Julie finished his sentence. “They drilled six wells into various levels of the aquifer.”

“That’s cheaper?” Bobby asked. He wanted to ogle Julie—dirt-coated, gray, thin, she was still attractive—but he turned back to Presnell.

“That’s how they sold it,” Presnell continued. “But this is what’s really going down. San Martin officially abandoned the reservoirs except the other side of the Lower Res, which they designated open space.”

“That’s good, isn’t it?”

“No. Now the state Department of Public Health can change the land classification—no more protected watershed. This happens all over. That’s what we’re protesting. When the state approval goes through, the zoning can be changed. Then the Water District can sell the land. And the lake! Then it’s open to development.”

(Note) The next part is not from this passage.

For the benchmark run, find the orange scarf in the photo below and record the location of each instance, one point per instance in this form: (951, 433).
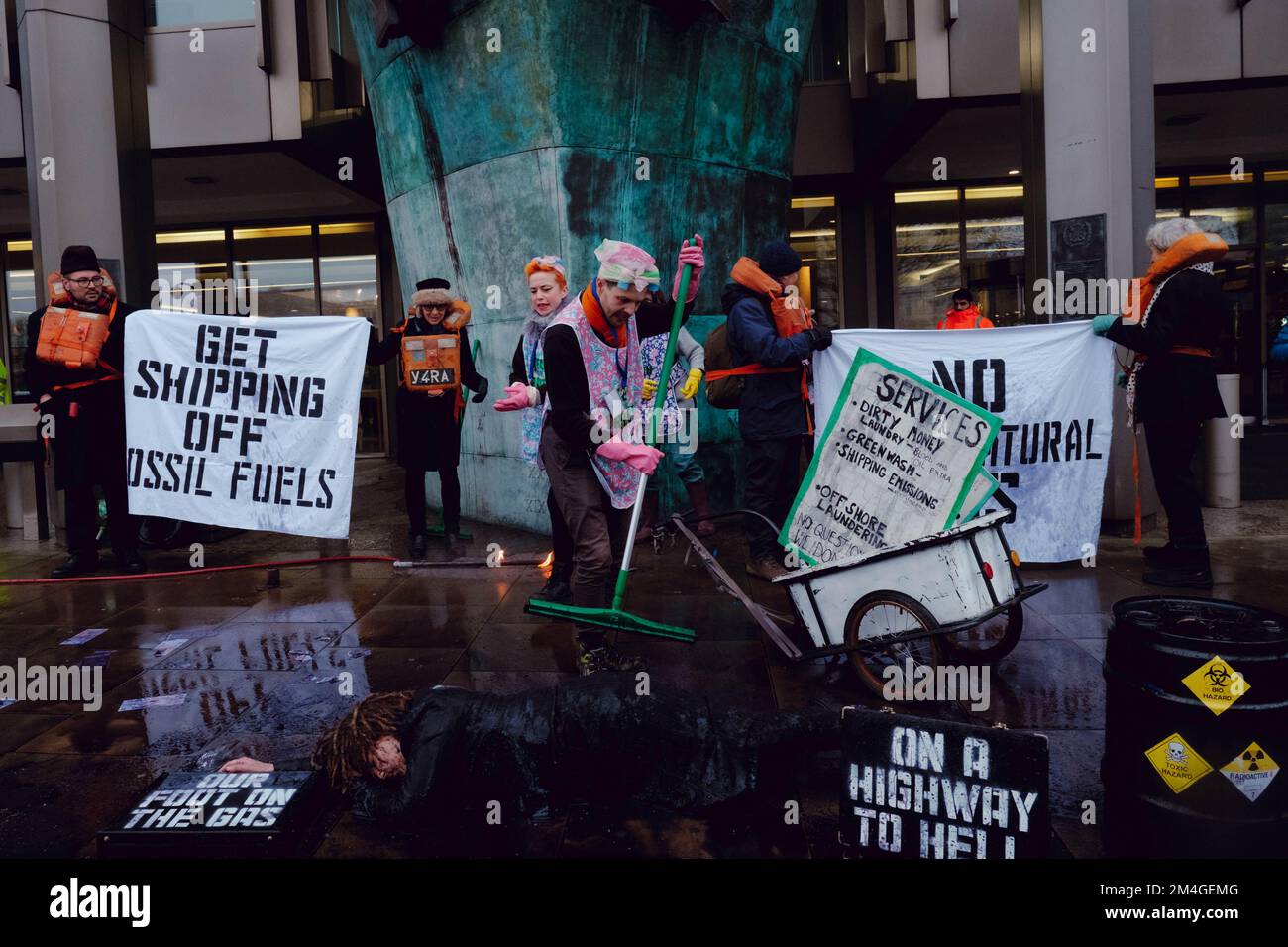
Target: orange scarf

“Wait a minute.” Wapinski dropped his gaze, shook his head. “The people I’m here with, they’re real estate agents. I don’t think they know anything about this.”

“Of course not.”

“Of course not?”

“Where’re you from, Man? The moon? Wake up. The politicians, Man, and the developers already have options on the land. But they don’t want anyone to know. We’ve got people who can prove this.” Presnell leaned close to Bobby, then in conspiratorial tones added, “Options like the land’s worthless. Undevelopable. Cheap, Man. They’re stealing it. That’s the way it goes. Look out there. There’ll be roads coming right up here. A bummer, Man. We’re in somebody’s backyard. On top of their septic system. There’ll be a dock right there. And fuckin real estate agents and open houses inviting everyone—”

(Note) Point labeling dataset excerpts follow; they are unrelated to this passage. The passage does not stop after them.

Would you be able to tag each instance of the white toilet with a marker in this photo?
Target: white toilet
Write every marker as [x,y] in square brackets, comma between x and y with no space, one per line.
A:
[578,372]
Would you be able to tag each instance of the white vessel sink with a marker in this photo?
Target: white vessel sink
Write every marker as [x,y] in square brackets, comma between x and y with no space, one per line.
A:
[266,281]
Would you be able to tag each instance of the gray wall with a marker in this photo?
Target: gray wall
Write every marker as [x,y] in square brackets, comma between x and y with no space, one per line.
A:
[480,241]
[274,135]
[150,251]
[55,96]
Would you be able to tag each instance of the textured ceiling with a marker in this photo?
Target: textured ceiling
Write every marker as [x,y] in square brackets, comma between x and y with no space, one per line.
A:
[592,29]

“Holy shit!” Bobby checked his watch. It was already noon. “Ah, I gotta go. But I want to talk more. I want to know about this. Presnell, wasn’t it?”

“Right on, Brother.”

“Okay. I’ll be back. I’d like to help.”

“Good. They sell it all off, it becomes private. No fishing.”

“You want some fish?” Bobby opened his creel. “To eat?”

“Oh, yeah. Yeah! Thanks.”

“Victoria, Timmy’s sister,” Red said. “I guess you never met her. She moved in with Gino before you came out.”

“I thought, you know, we’d just go out and eat.” They were in the bedroom of their trailer on Bear Flag Place in Bahia de Martin. It was warm, windy, nearly six
P.M
. “Just us. To celebrate. It’s my first commission.”